# Let's face it Northeast, it's never going to snow...



## mkwl (Jan 21, 2005)

Well, for all of you guys in the Northeast (at least the tri-state area anyway), we might as well face the fact that it just isn't going to snow anymore this year. I mean, I haven't plowed in almost a month!:crying: Everytime there is a chance of snow in the forecast, it either goes out to sea, or turns to rain. I doubt it will snow significantly anymore this "winter." Or, with my luck, we'll get a blizzard while I'm out in Colorado skiing.:redbounce  Anyone else feeling the extreme frustration of the "winter that wasn't?" I want SNOW!!:crying:


----------



## vipereng2 (Mar 19, 2005)

the weather man call cold mid 30 to low 40 they say its a pattern change and thats not cold enough to snow


----------



## SnoFarmer (Oct 15, 2004)

You two should get along just fine...lol  :waving:



It's never giong to snow again:crying:


----------



## vis (Nov 20, 2004)

i dont even believe any of you that you are putting your stuff away and saying no more snow...

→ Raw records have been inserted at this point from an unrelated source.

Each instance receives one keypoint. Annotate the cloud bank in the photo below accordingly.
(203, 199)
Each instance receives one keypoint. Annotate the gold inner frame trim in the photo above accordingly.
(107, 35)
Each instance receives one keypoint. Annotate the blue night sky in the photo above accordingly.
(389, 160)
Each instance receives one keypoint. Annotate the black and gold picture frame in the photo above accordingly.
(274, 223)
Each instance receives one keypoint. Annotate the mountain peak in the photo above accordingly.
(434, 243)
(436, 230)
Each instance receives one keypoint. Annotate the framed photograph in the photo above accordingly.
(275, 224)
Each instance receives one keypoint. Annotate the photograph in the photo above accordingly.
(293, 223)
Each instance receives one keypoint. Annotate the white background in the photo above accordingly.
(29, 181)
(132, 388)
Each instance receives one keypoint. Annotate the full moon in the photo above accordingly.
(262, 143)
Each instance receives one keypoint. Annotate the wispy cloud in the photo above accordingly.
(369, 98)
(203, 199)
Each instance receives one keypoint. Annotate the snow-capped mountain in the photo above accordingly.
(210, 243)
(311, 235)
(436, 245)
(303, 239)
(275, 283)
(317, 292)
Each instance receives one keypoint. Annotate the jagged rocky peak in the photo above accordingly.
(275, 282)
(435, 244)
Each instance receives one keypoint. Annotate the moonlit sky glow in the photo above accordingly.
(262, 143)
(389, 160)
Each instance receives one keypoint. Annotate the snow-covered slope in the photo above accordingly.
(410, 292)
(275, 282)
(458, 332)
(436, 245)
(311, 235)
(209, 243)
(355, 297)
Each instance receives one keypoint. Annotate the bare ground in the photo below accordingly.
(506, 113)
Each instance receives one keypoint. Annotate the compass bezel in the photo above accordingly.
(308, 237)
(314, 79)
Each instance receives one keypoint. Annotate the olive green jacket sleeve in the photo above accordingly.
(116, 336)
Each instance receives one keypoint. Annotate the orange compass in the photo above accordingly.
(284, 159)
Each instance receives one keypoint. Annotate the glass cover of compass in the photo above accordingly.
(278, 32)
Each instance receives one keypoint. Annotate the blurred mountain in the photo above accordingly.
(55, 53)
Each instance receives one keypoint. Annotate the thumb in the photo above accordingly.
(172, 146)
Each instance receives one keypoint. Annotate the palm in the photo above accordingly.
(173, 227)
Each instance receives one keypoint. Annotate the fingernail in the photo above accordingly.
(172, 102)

in fairfield we have been out 5 times this season plowing and then another 5 cleaning up condos and salting after storms, not to mention everything else is on contract so it doesnt matter snow or no snow...

sure i like to plow but getting all hissy saying its not going to snow isnt going to do anything. 

Viper ill bet u that it snows again in CT ATLEAST once. its only FEB 6!

it snowed on thanksgiving and newyears eve...come on..lol its early.


----------



## Idealtim (Jan 15, 2006)

Im hurting right now but i cant believe the people who just bought a snowmobile, contractors or someone that relies on the snow.I want to move to the snow belt soon :waving: .Its always good to have a goal.


----------



## ALEX516 (May 24, 2003)

*Snow's over....&............*

We're opening up the swimming pool next week...
Put out all the patio furniture today, uncovered the air conditioner condensor on the side of the house.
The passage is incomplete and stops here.